The Nice House on the Lake, Volume 1 Review (James Tynion IV, Alvaro Martinez Bueno)


A mutual friend, Walter, invites ten people to stay in a fancy lakeside house in the country for a weekend getaway. A nice house, far enough away from the hectic pace of modern life to make you think you were the last people on Earth - and then it turns out that you are! Because “Walter” is an alien who has saved his nearest and dearest from the end of the world. What next - imprisonment in some hellish mystery box? Oh…


The pieces are there to make The Nice House on the Lake, Volume 1 a fun book but James Tynion IV fails to assemble them into anything more than a narrative that’s unfortunately more often boring than not.

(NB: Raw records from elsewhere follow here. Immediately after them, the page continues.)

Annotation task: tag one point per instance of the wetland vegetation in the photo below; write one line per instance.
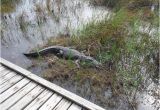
(127, 45)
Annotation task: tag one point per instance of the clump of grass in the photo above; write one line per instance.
(122, 49)
(8, 5)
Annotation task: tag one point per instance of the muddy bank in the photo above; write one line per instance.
(33, 22)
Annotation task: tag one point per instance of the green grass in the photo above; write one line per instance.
(119, 45)
(8, 6)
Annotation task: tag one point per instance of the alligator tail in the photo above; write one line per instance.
(33, 54)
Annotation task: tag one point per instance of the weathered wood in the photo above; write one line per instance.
(51, 103)
(4, 72)
(7, 77)
(18, 95)
(63, 105)
(77, 99)
(74, 107)
(27, 98)
(2, 68)
(9, 83)
(36, 103)
(13, 90)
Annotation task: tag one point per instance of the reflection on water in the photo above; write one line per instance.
(35, 21)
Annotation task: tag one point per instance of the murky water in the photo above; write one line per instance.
(34, 21)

I dislike Tynion’s verbosity the most - his comics are always overwritten without all the extra verbiage adding to the overall story - and that remains the case here. A hefty chunk of this book is tedious flashbacks from when Walter met the person narrating that issue. The dialogue is always bloated, the stories are always dull, and the flashbacks useless - filler basically. We get that Walter met all these people at some point - these flashbacks do nothing more than underline this again.

The cast are all unmemorable who react predictably to the shocking news, and it’s not interesting to read these reactions. Tynion compounds things by including tiresome and unnecessary page-length blocks of text comprising emails, text threads, social media feeds, and transcripts, which also don’t add much to proceedings. Alvaro Martinez Bueno’s art isn’t bad but it’s not particularly remarkable either - it’s just fine. The ending to this first volume is very weak too - things just stop rather than build to a satisfying conclusion or cliffhanger.

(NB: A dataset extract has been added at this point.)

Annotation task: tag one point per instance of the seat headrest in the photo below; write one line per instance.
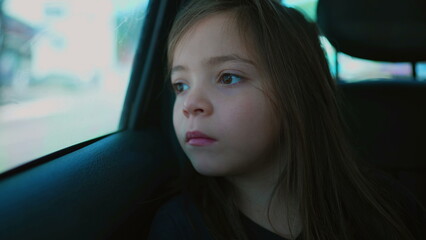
(380, 30)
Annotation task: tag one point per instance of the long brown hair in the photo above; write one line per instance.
(337, 197)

But I did enjoy the various aspects of the story like the weird sculptures scattered around the compound, and the questions arising from the reveals: why is there a symbol for each person, why can no-one remember travelling to the house, how is the world ending and why, and, of course, Walter himself. I wonder if the name is derived from Walter Tevis, the author of, among others, The Man Who Fell to Earth? Walter gives off a vibe similar to Newton from that novel.

There’s a lot more to the mystery but I won’t give anything away here - suffice it to say, they deepen it and were about the only parts of the book I found compelling, sprinkled in amidst the bland group’s past and present witterings-on. The book is good once Tynion gets on with it - it’s just a shame that most of the time he doesn’t and seems satisfied simply relaying dreary conversations between the characters who are just sitting around, like a third-rate Bendis impersonator.

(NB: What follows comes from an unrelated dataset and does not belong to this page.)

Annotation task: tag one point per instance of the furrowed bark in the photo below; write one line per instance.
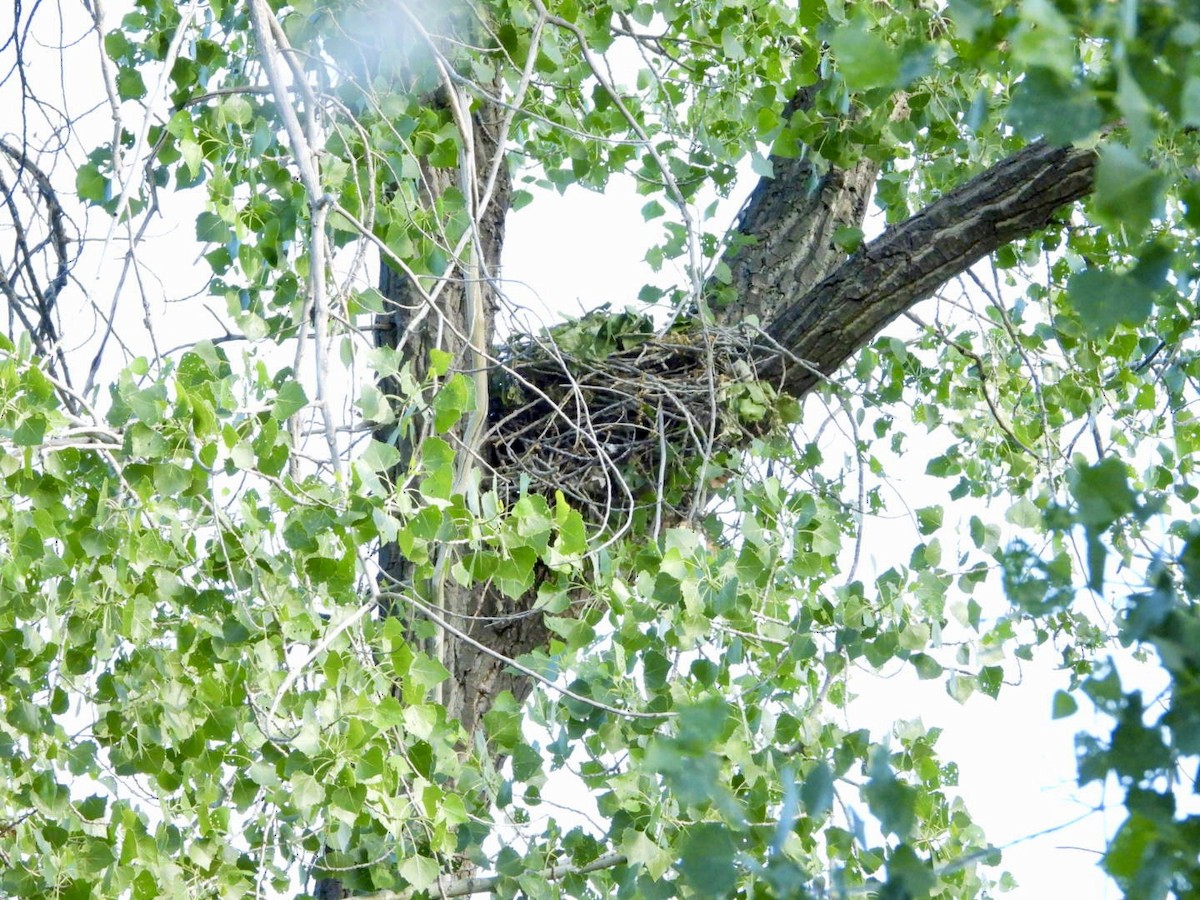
(909, 262)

It’s because I have no confidence in Tynion as a storyteller that I feel like this book will turn out to be an unsatisfying comics version of Lost. I might check out the conclusion if only to get the answers to some of the numerous questions posed in this mostly setup book, but I still found The Nice House on the Lake, Volume 1 to be a very monotonous, overwritten and slow-moving comic. Unless unexciting back-and-forths is your thing, don’t expect much entertainment from this book.